3/19/2014 10:27:00 AM Southern'isms and what they mean
Brenda Harrison Editor
A few more Southern sayings and what they mean... •”Bless your heart.” Southern women drop this phrase a lot. But it might not mean what you think. In reality, the phrase has little to do with religion and more to do with a passive-aggressive way to call someone an idiot. Depending on your inflection, saying “bless your heart” can sting worse than any insult. • “He’s got enough money to burn a wet mule.” In 1929, then-Governor of Louisiana Huey Long, nicknamed “The Kingfish,” tried to enact a five-cent tax on each barrel of refined oil to fund welfare programs. Naturally, Standard Oil threw a hissy fit and tried to impeach him on some fairly erroneous charges (including attending a drunken party with a stripper). But Long, a good ole’ boy, fought back.
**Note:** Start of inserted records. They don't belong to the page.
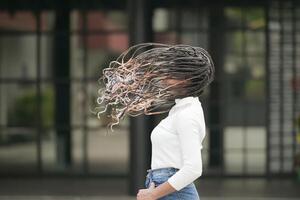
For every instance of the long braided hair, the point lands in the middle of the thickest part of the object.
(135, 82)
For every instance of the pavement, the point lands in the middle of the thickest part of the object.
(116, 189)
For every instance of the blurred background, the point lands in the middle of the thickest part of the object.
(52, 54)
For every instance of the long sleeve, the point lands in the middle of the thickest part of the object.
(191, 131)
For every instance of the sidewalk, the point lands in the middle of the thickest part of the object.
(116, 189)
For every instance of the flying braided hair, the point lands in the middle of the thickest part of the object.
(134, 83)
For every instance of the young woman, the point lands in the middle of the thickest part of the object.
(155, 78)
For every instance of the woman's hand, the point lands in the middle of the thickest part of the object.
(146, 194)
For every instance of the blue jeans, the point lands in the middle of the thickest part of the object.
(159, 176)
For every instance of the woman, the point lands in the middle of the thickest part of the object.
(155, 78)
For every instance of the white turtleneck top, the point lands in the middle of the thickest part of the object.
(177, 141)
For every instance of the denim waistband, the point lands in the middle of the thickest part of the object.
(159, 170)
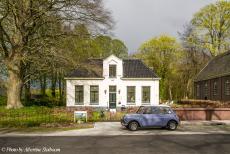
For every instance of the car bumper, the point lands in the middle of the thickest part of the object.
(123, 123)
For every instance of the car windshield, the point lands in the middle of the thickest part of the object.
(141, 110)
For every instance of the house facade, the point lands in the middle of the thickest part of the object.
(112, 83)
(213, 81)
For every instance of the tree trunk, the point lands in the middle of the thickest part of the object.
(43, 85)
(14, 84)
(170, 93)
(27, 92)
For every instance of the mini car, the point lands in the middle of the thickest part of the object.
(151, 116)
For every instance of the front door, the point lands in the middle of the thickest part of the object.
(112, 97)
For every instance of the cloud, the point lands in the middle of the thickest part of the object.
(140, 20)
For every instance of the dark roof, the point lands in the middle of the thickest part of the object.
(132, 68)
(135, 68)
(92, 68)
(217, 67)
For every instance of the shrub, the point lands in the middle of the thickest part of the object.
(201, 103)
(95, 116)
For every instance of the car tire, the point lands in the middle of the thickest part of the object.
(172, 125)
(133, 126)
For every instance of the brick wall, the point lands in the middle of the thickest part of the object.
(203, 113)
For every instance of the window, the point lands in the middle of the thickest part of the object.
(131, 94)
(94, 94)
(198, 90)
(112, 71)
(215, 90)
(146, 95)
(206, 89)
(164, 110)
(227, 88)
(79, 95)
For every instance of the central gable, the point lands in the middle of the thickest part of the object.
(115, 61)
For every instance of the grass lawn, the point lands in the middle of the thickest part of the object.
(38, 118)
(46, 129)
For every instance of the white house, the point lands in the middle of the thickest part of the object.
(112, 83)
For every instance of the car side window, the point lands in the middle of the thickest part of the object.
(167, 110)
(148, 110)
(164, 110)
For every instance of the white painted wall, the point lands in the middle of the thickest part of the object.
(106, 82)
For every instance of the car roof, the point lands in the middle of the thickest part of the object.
(161, 105)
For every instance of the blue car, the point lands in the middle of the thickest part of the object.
(151, 116)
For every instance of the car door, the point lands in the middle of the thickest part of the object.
(147, 119)
(162, 116)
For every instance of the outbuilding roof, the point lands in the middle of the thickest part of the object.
(132, 68)
(217, 67)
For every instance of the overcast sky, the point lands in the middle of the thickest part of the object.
(140, 20)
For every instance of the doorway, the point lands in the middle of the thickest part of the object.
(112, 97)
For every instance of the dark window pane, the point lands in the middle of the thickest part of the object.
(131, 94)
(227, 88)
(146, 94)
(206, 89)
(112, 88)
(94, 94)
(79, 95)
(112, 70)
(198, 90)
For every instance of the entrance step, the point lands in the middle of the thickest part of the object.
(113, 110)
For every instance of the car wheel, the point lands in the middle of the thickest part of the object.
(172, 125)
(133, 126)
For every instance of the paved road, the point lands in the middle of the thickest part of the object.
(141, 144)
(115, 128)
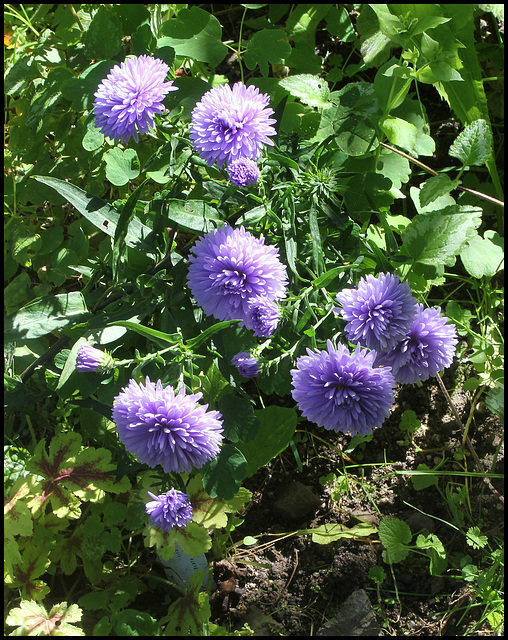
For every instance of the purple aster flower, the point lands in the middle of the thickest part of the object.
(129, 97)
(262, 316)
(427, 348)
(378, 312)
(343, 391)
(161, 427)
(91, 359)
(229, 268)
(172, 509)
(231, 123)
(247, 366)
(243, 172)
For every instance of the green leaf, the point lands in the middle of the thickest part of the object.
(101, 214)
(45, 315)
(355, 136)
(278, 425)
(240, 423)
(483, 256)
(122, 228)
(191, 215)
(33, 619)
(121, 166)
(436, 551)
(194, 33)
(436, 187)
(71, 474)
(436, 237)
(268, 46)
(474, 145)
(332, 532)
(103, 38)
(223, 475)
(395, 535)
(309, 89)
(130, 622)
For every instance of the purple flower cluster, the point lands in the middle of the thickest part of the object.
(172, 509)
(231, 125)
(234, 275)
(127, 100)
(163, 427)
(382, 314)
(343, 391)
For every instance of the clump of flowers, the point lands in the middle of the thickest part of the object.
(90, 359)
(243, 172)
(247, 366)
(229, 268)
(127, 100)
(171, 509)
(163, 427)
(378, 312)
(230, 123)
(427, 348)
(343, 391)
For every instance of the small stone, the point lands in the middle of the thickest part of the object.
(354, 618)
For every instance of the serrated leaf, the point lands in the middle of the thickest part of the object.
(194, 33)
(395, 535)
(121, 165)
(71, 472)
(310, 89)
(473, 146)
(482, 257)
(438, 236)
(436, 187)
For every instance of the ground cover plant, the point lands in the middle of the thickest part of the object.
(253, 318)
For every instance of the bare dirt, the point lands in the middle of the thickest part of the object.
(289, 585)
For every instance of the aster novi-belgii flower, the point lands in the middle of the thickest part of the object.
(243, 172)
(163, 427)
(129, 97)
(247, 366)
(231, 123)
(229, 267)
(172, 509)
(91, 359)
(378, 312)
(343, 391)
(426, 349)
(262, 316)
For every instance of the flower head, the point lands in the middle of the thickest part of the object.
(378, 312)
(342, 391)
(129, 97)
(262, 316)
(427, 348)
(247, 366)
(91, 359)
(243, 172)
(229, 267)
(231, 123)
(172, 509)
(161, 427)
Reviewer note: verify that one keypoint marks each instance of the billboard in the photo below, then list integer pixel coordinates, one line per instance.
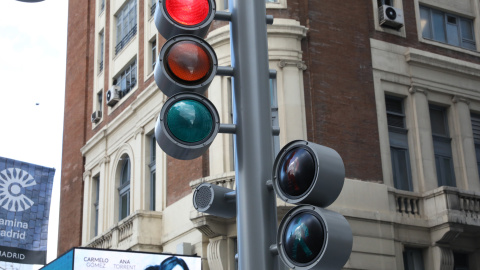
(25, 195)
(96, 259)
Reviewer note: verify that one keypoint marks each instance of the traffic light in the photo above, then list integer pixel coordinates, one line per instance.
(185, 63)
(175, 17)
(309, 236)
(188, 122)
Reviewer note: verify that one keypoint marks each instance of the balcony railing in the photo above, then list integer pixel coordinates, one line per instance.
(152, 9)
(128, 233)
(126, 39)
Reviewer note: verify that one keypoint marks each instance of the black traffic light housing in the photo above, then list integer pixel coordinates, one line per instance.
(185, 63)
(310, 237)
(197, 22)
(186, 126)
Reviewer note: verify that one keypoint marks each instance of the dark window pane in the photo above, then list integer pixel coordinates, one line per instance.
(453, 35)
(439, 26)
(401, 169)
(425, 22)
(438, 121)
(413, 259)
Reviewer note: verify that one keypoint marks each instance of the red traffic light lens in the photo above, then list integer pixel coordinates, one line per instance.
(304, 238)
(296, 172)
(188, 61)
(188, 12)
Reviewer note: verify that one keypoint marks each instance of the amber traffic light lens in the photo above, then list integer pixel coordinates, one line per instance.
(188, 61)
(188, 12)
(297, 172)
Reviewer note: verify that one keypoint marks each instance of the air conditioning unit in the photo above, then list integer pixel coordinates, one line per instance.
(390, 17)
(96, 116)
(113, 95)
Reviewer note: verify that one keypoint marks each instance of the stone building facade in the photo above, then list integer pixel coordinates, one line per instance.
(401, 106)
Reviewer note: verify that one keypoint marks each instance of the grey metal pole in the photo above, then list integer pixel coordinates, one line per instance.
(256, 204)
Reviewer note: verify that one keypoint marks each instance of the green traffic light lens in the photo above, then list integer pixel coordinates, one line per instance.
(296, 172)
(304, 238)
(189, 121)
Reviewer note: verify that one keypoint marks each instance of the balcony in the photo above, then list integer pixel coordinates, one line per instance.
(133, 233)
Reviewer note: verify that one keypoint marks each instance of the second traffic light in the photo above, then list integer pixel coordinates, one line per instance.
(309, 236)
(188, 122)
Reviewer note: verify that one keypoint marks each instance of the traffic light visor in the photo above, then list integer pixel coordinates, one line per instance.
(188, 61)
(188, 12)
(189, 121)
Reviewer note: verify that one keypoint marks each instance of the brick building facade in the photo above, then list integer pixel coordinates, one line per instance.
(342, 81)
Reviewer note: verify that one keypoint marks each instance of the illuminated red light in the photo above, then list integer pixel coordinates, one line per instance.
(188, 61)
(188, 12)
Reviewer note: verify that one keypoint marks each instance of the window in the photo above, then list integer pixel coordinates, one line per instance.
(127, 79)
(101, 42)
(126, 24)
(274, 109)
(153, 6)
(397, 132)
(413, 259)
(102, 6)
(96, 199)
(100, 101)
(476, 136)
(442, 146)
(153, 169)
(124, 188)
(153, 46)
(447, 28)
(385, 2)
(460, 261)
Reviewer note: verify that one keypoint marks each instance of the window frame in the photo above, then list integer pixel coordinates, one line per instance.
(445, 26)
(398, 142)
(125, 25)
(413, 259)
(153, 171)
(124, 188)
(96, 203)
(128, 73)
(442, 148)
(101, 50)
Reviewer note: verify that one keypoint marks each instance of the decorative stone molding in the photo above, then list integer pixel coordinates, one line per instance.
(299, 64)
(450, 236)
(457, 99)
(105, 160)
(140, 130)
(87, 174)
(217, 253)
(446, 258)
(418, 89)
(208, 225)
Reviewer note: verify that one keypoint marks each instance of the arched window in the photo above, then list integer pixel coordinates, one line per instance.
(124, 188)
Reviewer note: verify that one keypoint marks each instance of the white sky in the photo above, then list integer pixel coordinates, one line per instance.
(33, 40)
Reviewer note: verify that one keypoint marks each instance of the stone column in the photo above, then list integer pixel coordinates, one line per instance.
(87, 207)
(217, 253)
(463, 144)
(423, 143)
(291, 101)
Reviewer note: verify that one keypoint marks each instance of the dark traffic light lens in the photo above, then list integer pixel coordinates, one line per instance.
(189, 121)
(188, 12)
(188, 61)
(296, 172)
(303, 238)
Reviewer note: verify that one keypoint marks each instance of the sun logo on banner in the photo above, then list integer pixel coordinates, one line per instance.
(13, 182)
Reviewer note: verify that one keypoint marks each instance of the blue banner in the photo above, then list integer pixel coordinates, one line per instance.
(25, 195)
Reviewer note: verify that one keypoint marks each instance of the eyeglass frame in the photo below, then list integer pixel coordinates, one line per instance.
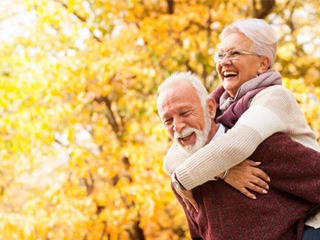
(236, 57)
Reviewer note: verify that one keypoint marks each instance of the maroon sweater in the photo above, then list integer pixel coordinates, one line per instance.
(225, 213)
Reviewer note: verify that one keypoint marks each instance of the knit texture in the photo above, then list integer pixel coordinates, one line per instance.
(225, 213)
(274, 106)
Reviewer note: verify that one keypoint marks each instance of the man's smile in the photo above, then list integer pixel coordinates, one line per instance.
(188, 139)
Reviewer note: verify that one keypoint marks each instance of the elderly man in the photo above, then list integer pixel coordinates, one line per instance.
(188, 116)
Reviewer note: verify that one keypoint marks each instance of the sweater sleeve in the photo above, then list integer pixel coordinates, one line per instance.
(271, 110)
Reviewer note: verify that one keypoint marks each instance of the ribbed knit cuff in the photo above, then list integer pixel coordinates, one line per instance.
(184, 178)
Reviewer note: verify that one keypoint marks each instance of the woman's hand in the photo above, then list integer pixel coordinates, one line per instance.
(246, 176)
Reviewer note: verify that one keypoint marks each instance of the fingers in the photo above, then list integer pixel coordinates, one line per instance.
(251, 163)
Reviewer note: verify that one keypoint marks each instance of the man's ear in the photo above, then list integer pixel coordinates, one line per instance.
(264, 64)
(212, 107)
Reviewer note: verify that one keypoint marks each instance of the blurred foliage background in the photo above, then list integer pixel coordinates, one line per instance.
(81, 143)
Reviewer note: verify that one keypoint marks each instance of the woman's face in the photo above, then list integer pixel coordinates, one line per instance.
(233, 73)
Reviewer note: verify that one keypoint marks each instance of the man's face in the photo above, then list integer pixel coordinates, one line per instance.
(233, 73)
(183, 117)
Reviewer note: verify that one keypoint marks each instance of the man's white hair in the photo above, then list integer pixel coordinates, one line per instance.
(263, 37)
(184, 77)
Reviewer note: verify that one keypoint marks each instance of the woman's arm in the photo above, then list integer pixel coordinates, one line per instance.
(272, 110)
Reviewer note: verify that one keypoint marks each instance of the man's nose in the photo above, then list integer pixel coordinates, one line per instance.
(178, 125)
(225, 60)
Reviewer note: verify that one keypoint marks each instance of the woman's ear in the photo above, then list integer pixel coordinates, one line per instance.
(264, 64)
(212, 107)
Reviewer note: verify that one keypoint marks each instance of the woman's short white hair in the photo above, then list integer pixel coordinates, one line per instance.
(184, 77)
(262, 35)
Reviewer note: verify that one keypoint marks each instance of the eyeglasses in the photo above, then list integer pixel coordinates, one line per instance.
(233, 54)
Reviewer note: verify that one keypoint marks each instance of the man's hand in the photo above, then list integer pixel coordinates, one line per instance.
(246, 176)
(188, 199)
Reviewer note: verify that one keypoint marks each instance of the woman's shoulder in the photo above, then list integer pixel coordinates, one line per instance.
(276, 92)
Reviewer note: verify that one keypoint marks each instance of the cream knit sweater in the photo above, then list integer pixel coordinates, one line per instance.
(272, 110)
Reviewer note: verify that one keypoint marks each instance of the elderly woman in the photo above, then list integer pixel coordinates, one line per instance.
(244, 64)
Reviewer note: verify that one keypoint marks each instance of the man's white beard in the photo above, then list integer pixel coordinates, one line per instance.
(201, 136)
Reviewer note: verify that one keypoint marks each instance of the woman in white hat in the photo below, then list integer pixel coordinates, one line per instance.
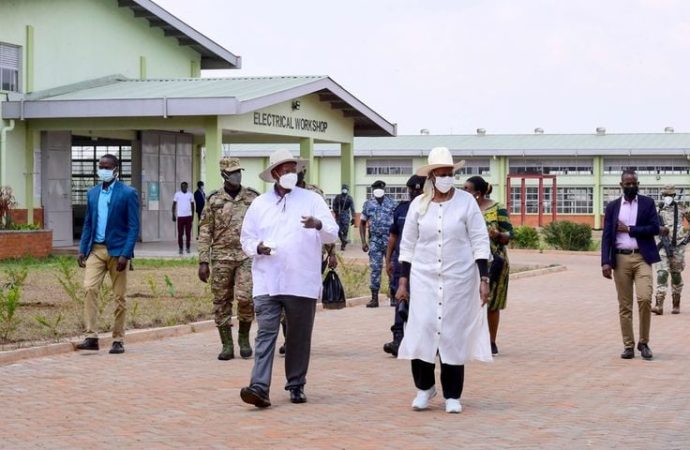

He reportedly said the company had offered legislators as much as $25,000 for their votes to kick him out of office – what he called “enough money to burn a wet mule.” • He ain’t got the good sense God gave a goose. • He’s so rich he buys a new boat when he gets the other one wet. • She was madder than a wet hen. If you ever got a hen wet you’ll know what that means. • He’s about as useful as an ashtray on a motorcycle. • He doesn’t have a pot to pee in or a window to throw it out of. That means someone is dirt poor. • He’s drunk as Cooter Brown. Cooter Brown was famous for being a notorious drunk. So famous in fact that he has his own Wikipedia entry. • She could start an argument in an empty house. • He’s about as useless as a screen door on a submarine. • His elevator don’t go all the way to the top. He’s one fry short of a Happy Meal. Or, as old folks used to say, he don’t got all what belongs to him. All taken to mean, he or she is crazy.